Many of these ancient bells — called clog in Gaelic (from which came the German glocke as in “glockenspiel”) — are preserved today. A plain iron bell, said to be St. Patrick’s (d. 493), can be seen in Royal Irish Academy in Dublin.
Using bells to summon people for prayer or significant events in the community developed out of these missionary bells, and bell towers with fixed bells became common by the early Middle Ages, around 600 A.D. “The Catholic Encyclopedia” notes that Pope Stephen II (752-757) erected a tower with three bells at the first St. Peter’s Basilica. The present large bell at St. Peter’s, weighing seven tons, may date to these bells, but it has been recast many times. The last time was under Pope Pius VI in 1785.
These larger bells were used — in days when watches and clocks were rare — to announce Masses and prayer services. With time, the bells came to be used to announce other events. There was “the passing bell” when someone was dying, the funeral toll and the warning during storms, as well as joyous times like weddings or Christmas.
Bells became such a part of church life that when new bells were placed in bell towers, they were blessed and dedicated to a particular saint. This was sometimes erroneously called the “baptism of bells.” For example, on Jan. 15, 1882, the five bells in St. Francis Xavier Cathedral in Green Bay were blessed. The largest, in the north tower, is dedicated to St. Paul — and engraved with the apostle’s name.
Bells were also used to announce prayer — the most famous being the “Angelus bell,” used at morning, noon and evening prayer. Some bells in towers were also used to announce the moment of consecration during Mass. This is still done with the bell at St. Peter’s. During the Middle Ages, because of a sense of unworthiness, many people did not often attend Mass. However, the pealing of the bell at the elevation allowed them to pause and pray while they were at work.
Similarly, inside churches, the smaller, hand-held Sanctus or altar bells also developed, around the 13th century. Since Mass was celebrated in Latin, which few spoke, people often said personal prayers during the Mass. The Sanctus bells were rung to draw their attention at the moment the Body of Christ became present on the altar.
Church historian Matthew Herrera notes that altar bells had been part of church culture for more than three centuries before the Council of Trent mandated their use during the Mass. With the Novus Ordo Mass in 1970, following Vatican II, altar bells became optional and are used according to local tradition.

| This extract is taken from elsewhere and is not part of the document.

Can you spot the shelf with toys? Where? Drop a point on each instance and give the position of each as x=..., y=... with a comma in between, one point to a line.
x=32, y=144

Their use at High Mass in the Extraordinary Form of the Roman Rite (sometimes called the Tridentine Mass) of 1962 is still part of the Roman Missal (the liturgical book).
However they have been used, bells have added to our prayer, praise and worship. They have welcomed us to Mass, joined us in prayer, and told us of joys and sorrows. As we approach Christmas, we will hear bells in the secular world as well — from collection kettles to reindeer harnesses. But each time we hear bells, we should remember their history in the church. And then we can join in one of the alternate lyrics to the Ukrainian Bell Carol: “Ring Christmas bells, merrily ring, tell all the world, Jesus is King.”